Patricia Persaud, Joses B. Omojola, Rufus D. Catchings, & Mark R. Goldman

Submitted September 7, 2025, SCEC Contribution #14690, 2025 SCEC Annual Meeting Poster #TBD

The Walker Lane and Eastern California Shear Zone can be considered a natural laboratory outside the most populated regions of California to investigate issues of seismicity and fault mechanics, which are important for understanding the seismic hazard in California (Wesnousky, 2024). The 15 May 2020 Mw 6.5 Monte Cristo Range earthquake occurred in the California-Nevada border region.
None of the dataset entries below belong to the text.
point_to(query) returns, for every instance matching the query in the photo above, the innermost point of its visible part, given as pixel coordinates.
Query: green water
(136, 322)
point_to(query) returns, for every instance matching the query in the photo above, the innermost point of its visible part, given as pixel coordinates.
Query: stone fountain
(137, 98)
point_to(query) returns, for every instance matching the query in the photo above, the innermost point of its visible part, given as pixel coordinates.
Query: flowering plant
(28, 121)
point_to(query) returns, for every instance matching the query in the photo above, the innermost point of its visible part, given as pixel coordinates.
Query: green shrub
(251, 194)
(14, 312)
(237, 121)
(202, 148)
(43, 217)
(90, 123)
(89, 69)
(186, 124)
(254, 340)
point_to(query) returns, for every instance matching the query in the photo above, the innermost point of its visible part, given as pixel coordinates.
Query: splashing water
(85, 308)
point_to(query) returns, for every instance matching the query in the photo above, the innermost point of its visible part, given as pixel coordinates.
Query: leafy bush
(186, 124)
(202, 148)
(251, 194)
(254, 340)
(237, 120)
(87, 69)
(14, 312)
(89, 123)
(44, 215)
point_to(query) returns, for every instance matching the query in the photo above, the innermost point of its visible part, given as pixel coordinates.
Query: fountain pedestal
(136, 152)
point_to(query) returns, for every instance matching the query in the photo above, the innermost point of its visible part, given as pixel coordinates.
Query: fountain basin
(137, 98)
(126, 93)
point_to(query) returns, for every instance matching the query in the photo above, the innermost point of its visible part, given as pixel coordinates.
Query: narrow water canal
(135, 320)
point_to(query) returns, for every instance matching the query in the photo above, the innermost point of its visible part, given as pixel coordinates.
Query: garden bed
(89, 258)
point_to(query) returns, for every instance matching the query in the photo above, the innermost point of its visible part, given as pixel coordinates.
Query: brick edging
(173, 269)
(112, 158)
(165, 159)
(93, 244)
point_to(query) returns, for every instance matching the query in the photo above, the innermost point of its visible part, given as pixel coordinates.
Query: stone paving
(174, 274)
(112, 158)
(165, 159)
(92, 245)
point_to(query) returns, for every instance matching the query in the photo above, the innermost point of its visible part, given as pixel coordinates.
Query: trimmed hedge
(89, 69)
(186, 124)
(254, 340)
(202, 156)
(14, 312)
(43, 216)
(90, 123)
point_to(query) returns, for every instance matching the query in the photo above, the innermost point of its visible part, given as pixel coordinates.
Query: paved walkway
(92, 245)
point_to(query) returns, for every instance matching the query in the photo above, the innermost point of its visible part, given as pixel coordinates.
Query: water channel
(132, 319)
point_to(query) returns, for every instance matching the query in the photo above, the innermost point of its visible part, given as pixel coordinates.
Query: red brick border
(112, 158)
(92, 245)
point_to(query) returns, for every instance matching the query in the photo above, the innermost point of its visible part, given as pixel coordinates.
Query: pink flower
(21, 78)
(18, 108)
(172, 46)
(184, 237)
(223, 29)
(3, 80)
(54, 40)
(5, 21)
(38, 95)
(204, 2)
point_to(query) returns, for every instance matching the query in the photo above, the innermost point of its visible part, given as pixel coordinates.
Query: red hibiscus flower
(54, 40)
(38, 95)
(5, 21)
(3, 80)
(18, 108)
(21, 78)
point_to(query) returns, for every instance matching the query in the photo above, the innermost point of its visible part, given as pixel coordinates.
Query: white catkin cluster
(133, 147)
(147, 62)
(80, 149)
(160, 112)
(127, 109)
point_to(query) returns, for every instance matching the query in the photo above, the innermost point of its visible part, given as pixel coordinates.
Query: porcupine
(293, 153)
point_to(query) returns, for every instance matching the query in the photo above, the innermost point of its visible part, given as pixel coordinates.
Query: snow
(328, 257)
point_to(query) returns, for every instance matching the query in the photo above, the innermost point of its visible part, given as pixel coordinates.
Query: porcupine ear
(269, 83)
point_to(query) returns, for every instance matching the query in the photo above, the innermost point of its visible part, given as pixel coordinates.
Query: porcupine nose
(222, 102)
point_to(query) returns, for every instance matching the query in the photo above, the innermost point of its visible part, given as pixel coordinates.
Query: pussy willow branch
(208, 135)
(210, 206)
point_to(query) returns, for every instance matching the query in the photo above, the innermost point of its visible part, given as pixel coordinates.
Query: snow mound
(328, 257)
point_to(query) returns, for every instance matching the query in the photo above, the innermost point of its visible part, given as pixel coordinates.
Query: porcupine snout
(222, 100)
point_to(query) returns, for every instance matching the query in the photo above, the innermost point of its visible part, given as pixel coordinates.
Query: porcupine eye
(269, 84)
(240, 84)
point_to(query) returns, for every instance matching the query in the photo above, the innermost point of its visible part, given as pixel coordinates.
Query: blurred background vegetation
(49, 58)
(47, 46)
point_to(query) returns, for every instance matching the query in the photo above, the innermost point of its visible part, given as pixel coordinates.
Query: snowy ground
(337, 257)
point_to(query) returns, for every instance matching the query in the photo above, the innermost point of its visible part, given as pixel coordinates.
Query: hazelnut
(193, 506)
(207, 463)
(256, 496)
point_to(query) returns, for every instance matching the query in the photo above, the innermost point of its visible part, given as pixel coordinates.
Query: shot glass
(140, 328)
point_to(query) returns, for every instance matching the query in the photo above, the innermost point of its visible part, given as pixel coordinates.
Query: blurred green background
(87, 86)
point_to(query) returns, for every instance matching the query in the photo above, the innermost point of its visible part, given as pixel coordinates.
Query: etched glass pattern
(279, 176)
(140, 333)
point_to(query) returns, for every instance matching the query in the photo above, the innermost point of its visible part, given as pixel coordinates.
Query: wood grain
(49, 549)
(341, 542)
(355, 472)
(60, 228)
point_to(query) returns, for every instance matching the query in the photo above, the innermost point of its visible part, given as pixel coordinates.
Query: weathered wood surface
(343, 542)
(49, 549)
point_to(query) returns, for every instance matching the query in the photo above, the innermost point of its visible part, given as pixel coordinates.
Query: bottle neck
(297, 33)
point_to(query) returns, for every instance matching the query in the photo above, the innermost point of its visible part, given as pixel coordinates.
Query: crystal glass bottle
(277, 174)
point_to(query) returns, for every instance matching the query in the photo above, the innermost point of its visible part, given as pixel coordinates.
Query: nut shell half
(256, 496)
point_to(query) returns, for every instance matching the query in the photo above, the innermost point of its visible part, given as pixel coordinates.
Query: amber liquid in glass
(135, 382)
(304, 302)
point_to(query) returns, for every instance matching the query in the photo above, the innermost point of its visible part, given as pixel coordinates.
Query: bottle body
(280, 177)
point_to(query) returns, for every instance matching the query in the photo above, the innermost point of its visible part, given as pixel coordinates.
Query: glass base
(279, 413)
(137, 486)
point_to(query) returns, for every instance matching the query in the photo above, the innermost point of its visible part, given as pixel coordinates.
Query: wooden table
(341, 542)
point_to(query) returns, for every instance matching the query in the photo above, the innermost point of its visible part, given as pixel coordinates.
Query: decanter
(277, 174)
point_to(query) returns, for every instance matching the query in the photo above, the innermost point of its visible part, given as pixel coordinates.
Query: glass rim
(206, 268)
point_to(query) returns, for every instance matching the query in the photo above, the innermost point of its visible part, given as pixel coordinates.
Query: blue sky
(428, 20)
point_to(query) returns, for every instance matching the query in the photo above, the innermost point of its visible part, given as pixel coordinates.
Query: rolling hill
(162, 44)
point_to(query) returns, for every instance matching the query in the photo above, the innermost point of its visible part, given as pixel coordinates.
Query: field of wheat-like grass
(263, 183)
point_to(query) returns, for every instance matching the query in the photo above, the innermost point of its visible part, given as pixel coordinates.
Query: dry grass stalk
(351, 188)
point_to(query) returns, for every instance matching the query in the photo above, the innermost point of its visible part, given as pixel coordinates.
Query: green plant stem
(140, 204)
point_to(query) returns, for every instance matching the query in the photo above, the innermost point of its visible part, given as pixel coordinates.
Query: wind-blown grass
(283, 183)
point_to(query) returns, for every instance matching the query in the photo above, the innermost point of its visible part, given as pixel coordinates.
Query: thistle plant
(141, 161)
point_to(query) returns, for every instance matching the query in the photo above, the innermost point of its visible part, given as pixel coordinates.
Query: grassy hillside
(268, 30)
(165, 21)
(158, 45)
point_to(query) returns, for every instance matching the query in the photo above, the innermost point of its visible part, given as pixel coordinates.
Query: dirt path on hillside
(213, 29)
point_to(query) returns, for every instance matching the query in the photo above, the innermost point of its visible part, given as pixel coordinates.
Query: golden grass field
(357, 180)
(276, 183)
The earthquake occurred on a previously unmapped fault in the Central Walker Lane and was a cross-fault rupture, whereby two faults cross one another and ruptured together in the mainshock. The USGS rapidly deployed a 60-station, three-component nodal array to monitor the aftershock sequence, and data were recorded for one month following the mainshock at a 500 Hz sampling rate. Using two machine-learning-based methods for event detection and phase picking (i.e., the MUnet model of Omojola and Persaud (2024) and EQTransformer (Mousavi et al., 2020)), we first produce and refine a catalog of the aftershocks. The seismograms were resampled to 100 Hz and fed through the pretrained neural networks, and phase detections at 10 or more stations were classified as events. Our preliminary results show that >19K events occurred in the 1-month period. We relocated the initial dataset using the double-difference relocation method to improve event locations. Our final earthquake catalog provides dense ray-path coverage across the aftershock area. We combine a subset of the phase picks in our catalog with recordings of earthquakes and mine blasts at stations in the surrounding area to produce large-scale (~300 km x 225 km area) P- and S-wave velocity models for the Central Walker Lane and refine these models on a finer grid in the smaller source region of the Monte Cristo Range event to examine in detail the structural complexity of the aftershock region. Our multiscale 3-D Earth model reveals crustal faults and shallow sedimentary basins, highlighted by major velocity contrasts. We also discuss methods to incorporate Bouguer gravity data and recent USGS high-resolution airborne magnetic data in the subsurface imaging of under-instrumented regions, such as the California-Nevada border.

Key Words
cross-fault rupture, Walker Lane, Monte Cristo Range sequence, multiscale velocity model

Citation
Persaud, P., Omojola, J. B., Catchings, R. D., & Goldman, M. R. (2025, 09). Exploring the Cross-Fault Rupture Zone of the 2020 Mw 6.5 Monte Cristo Range Earthquake of the Central Walker Lane. Poster Presentation at 2025 SCEC Annual Meeting.